Laut Schicksal, Statistik und jedweder schwuler Erfahrung hätte dieser Traum doch eine Bruchlandung hinlegen müssen. Damals hatte Kai auch nichts anderes gedacht. Lolli hatte ihn sehr unsanft auf den Boden der Realität gestoßen und sehr streng ermahnt, sich wegen der Hete nicht zum Idioten zu machen. Er hatte Kai auch sehr drastisch daran erinnert, wie schief das gehen konnte..., schmerzhaft schief. Noch immer war Kai jeden Tag glücklich darüber, wie gut es gegangen war. Sie passten zusammen.
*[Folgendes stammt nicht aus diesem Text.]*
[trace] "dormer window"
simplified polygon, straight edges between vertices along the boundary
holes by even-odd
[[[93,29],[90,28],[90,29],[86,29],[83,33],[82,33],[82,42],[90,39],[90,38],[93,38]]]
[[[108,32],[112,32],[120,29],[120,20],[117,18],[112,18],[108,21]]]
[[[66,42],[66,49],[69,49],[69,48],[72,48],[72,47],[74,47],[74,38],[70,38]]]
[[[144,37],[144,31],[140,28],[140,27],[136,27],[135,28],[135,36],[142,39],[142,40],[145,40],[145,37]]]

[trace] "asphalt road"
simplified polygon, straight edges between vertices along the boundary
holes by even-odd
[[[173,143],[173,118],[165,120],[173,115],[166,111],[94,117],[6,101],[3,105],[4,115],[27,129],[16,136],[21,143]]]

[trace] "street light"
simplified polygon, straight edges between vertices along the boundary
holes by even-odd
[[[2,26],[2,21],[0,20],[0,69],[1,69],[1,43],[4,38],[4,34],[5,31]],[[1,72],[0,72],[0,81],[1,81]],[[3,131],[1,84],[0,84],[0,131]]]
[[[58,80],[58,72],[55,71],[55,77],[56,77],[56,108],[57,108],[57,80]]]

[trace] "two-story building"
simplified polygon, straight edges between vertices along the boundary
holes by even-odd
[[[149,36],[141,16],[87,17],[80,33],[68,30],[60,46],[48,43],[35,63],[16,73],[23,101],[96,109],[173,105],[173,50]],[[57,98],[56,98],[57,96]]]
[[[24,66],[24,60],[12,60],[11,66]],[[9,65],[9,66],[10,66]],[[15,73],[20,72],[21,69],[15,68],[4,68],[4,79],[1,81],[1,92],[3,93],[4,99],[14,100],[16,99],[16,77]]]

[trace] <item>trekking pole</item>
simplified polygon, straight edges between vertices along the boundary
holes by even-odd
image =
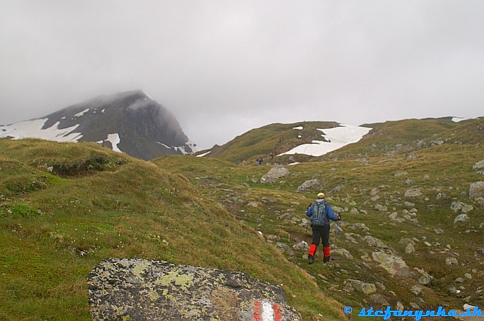
[[[335,232],[335,247],[336,247],[336,239],[338,236],[338,230],[339,229],[339,221],[341,221],[341,215],[339,216],[339,220],[338,220],[337,223],[336,223],[336,231]]]
[[[312,205],[313,205],[313,203],[309,203],[309,206],[308,206],[308,209],[309,209],[309,208],[311,207]],[[309,246],[309,244],[308,244],[308,242],[306,242],[306,239],[308,237],[308,226],[309,226],[309,220],[310,219],[310,217],[307,217],[307,215],[306,215],[306,217],[307,217],[307,220],[306,222],[306,233],[304,233],[304,242],[308,245],[308,246]],[[303,255],[304,255],[304,250],[305,250],[304,246],[303,246]]]

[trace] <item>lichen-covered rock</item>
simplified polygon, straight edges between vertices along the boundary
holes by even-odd
[[[88,277],[93,320],[301,320],[279,285],[241,273],[140,259],[106,259]],[[259,319],[258,319],[259,318]]]
[[[289,176],[289,170],[282,165],[275,165],[261,178],[261,183],[274,183],[281,177]]]

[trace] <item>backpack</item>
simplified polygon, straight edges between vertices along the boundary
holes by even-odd
[[[324,202],[316,202],[313,211],[313,225],[328,225],[329,221],[326,216],[326,204]]]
Es war das Einzige, das er so sicher wusste, dass er es nie in Frage stellen konnte.

Die nächste Ladung Würstchen kam vom Grill und eine Frage von Lena zur Motorradsache unterbrach Kais Ruhe, weil sie sich nun alle nach seinem Befinden erkundigen mussten. Zum Glück bekam Jan den Wirbel nicht mit.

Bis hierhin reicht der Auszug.